Tuesday, May 29, 2018

The New Creation

May 29, 2018

New-mown hay has an aroma like nothing else in the world, and the air was filled with its sweetness as I rode my sidecar to town early this morning. The last time I remember that delectable aroma being that strong was some 45 years ago when we lived in Alma, NY. A farmer friend lived on the other side of Wellsvillle, and I can still see his Timothy hay undulating in the afternoon breeze as we stood talking beside his tractor. Just a few years before, I had been transplanted from the olfactory sterility of the suburbs of Rochester, NY to the countryside of the Southern Tier where such fragrances abounded. 

As I drove along reveling in the beauty around me, I thought of the Biblical Creation story in which God spoke all that is into being in a mere six days. Modern cosmology and even theology have done their best to debunk this story, ridiculing the very idea that anyone with any brains at all would have to accede to an evolutionary and scientific method that demonstrates the true age of the universe to be some 13.8 billion of years.

All this misses the point of the story, which was to ground the weekly rhythm of the Sabbath in the very order of Creation, giving ancient Jewish life and practice divine validity.

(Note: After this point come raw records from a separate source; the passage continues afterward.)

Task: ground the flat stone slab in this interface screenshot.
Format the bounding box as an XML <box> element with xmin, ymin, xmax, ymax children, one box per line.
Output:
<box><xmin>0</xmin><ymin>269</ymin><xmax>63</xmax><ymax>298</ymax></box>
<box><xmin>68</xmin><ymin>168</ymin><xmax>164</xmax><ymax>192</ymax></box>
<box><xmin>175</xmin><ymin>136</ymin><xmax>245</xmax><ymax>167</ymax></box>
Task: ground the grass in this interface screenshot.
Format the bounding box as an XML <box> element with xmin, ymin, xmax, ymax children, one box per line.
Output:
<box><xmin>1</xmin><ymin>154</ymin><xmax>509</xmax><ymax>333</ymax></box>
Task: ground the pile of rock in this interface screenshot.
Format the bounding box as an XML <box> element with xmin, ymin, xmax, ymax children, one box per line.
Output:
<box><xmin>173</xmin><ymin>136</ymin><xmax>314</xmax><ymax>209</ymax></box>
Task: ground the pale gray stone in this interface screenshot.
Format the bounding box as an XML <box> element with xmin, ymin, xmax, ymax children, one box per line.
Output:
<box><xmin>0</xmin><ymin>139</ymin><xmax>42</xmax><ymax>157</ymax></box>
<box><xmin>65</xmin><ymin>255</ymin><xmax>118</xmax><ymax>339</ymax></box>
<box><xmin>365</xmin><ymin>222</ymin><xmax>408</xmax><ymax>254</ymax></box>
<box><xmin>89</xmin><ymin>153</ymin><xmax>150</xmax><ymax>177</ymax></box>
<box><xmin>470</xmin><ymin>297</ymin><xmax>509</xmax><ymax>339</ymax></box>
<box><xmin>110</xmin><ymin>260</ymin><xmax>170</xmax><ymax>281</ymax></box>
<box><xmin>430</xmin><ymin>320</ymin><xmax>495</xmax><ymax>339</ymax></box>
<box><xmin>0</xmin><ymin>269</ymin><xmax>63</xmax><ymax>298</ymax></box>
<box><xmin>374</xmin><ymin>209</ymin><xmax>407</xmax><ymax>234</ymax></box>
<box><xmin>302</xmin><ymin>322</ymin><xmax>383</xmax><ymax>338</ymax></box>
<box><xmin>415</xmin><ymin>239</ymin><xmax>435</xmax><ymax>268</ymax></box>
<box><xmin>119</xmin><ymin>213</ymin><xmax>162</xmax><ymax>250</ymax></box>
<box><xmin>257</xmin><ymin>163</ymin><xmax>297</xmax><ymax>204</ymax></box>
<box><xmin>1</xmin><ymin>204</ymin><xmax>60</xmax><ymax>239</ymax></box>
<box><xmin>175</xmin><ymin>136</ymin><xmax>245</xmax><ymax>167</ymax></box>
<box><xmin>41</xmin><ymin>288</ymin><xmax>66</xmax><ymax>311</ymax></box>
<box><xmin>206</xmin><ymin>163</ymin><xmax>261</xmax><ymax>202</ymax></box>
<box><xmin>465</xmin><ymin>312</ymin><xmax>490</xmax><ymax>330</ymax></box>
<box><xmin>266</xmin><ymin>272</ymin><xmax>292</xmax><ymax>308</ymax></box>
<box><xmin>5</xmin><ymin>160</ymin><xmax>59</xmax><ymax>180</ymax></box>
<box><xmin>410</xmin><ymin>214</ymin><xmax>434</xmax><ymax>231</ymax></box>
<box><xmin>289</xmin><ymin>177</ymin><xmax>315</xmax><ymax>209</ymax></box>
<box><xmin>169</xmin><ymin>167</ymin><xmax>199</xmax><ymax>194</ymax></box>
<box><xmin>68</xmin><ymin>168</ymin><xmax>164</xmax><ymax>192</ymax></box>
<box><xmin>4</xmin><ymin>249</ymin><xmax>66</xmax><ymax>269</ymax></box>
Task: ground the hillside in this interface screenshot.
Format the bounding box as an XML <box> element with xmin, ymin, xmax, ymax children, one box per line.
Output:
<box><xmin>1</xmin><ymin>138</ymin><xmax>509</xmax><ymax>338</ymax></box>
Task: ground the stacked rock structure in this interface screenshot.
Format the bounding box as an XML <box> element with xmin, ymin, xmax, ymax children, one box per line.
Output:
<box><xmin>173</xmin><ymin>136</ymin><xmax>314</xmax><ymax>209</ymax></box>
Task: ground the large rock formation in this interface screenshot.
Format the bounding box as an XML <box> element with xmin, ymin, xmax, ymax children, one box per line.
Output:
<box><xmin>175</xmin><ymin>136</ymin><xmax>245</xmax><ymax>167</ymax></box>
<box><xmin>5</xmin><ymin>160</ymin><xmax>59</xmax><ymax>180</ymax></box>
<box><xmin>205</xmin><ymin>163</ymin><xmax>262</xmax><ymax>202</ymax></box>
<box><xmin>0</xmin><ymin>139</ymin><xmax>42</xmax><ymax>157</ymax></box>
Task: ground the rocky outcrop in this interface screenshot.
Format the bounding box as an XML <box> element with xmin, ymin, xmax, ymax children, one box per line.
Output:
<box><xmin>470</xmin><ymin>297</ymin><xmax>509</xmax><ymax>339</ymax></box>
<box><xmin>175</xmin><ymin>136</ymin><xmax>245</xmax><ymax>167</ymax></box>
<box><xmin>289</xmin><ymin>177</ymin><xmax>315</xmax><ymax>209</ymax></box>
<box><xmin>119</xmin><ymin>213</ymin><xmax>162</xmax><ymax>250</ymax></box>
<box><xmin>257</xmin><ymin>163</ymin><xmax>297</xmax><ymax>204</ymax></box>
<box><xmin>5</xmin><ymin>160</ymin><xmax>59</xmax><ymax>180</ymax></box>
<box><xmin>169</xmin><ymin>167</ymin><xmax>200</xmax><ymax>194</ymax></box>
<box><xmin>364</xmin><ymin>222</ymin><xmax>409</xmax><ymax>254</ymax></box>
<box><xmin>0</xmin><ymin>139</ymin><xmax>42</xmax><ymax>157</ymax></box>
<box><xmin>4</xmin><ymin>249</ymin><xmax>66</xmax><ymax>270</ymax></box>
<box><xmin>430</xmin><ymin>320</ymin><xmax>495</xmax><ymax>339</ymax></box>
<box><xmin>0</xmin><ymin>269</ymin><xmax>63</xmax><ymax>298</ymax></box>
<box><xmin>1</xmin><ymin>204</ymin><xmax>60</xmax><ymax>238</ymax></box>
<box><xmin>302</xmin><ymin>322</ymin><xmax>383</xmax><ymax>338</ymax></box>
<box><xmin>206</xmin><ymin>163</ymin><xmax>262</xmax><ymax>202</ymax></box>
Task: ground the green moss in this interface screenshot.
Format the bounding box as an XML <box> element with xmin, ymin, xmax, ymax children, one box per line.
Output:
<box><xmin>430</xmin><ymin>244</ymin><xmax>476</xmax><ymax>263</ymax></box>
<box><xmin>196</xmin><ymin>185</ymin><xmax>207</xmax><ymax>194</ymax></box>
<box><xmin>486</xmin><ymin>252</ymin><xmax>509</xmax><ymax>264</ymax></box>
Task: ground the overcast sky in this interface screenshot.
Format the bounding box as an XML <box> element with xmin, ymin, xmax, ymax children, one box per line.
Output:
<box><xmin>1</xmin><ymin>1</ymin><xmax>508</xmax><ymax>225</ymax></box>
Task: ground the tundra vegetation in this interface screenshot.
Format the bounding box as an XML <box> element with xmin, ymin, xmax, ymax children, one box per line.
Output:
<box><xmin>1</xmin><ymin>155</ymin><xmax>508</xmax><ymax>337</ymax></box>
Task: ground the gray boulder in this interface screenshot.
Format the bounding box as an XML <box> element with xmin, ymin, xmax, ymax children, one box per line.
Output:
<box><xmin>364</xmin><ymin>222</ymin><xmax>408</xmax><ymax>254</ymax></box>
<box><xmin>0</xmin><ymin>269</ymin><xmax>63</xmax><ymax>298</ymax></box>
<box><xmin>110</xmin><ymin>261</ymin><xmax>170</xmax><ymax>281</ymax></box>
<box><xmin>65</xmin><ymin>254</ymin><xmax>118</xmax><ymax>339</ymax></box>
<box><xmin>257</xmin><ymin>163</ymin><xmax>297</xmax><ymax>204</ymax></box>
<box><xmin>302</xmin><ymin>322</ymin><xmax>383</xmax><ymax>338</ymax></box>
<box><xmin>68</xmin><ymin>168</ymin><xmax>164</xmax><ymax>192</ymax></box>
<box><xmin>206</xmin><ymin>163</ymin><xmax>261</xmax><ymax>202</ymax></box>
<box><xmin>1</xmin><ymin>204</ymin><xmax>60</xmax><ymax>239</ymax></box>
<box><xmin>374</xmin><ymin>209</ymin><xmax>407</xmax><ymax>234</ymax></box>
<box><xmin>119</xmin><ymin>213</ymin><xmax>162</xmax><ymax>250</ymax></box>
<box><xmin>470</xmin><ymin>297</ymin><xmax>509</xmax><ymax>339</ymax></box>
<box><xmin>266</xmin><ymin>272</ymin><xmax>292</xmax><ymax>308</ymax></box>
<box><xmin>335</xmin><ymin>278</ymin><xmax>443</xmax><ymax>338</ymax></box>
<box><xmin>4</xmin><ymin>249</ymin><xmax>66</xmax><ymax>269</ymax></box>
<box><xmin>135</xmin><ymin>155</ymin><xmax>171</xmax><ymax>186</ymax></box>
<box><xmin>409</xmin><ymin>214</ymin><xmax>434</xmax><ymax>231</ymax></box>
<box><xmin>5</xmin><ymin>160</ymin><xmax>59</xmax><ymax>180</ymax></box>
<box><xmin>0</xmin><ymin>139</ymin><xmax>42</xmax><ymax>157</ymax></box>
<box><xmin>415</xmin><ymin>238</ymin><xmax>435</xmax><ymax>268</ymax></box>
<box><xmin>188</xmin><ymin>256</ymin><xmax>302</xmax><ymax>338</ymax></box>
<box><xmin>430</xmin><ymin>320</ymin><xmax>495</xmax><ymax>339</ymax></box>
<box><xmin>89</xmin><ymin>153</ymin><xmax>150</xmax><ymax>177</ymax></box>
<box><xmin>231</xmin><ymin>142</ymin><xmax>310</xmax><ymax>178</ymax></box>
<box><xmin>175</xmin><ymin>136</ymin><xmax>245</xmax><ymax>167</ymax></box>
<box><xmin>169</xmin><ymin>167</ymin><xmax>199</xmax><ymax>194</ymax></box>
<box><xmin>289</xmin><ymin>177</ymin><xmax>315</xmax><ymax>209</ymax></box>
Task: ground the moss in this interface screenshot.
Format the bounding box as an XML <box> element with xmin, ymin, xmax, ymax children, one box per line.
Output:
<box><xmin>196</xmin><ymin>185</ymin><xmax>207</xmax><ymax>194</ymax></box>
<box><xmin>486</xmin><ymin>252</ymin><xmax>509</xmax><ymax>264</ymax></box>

Science and theology have quite different goals and methods, so to judge the Bible because it doesn’t conform to modern scientific theory is to do injustice to both science and the Bible.


Did Jesus understood the Creation story as a literal six days of creation? It’s quite likely that he did, which makes one of his statements even more remarkable that it first appears. In John 14:1-2, he comforts his disciples with these words: “Don’t let your heart’s be troubled. You believe in God; believe also in me. In my Father’s house are many mansions; if it were not so, I would have told you. I go to prepare a place for you.” If God made the world in six days, and it’s been 2,000 years since Jesus uttered this promise, I cannot imagine the beauty and magnificence of that place he has prepared. I know this: its glory is not in the place, but in the Person whose presence will permeate the whole of it. I am thankful for Jesus’ promise, and am looking forward to that day, not as an escape from this world, but as the culmination of the Father’s love which gave us his Son, who gave us his life.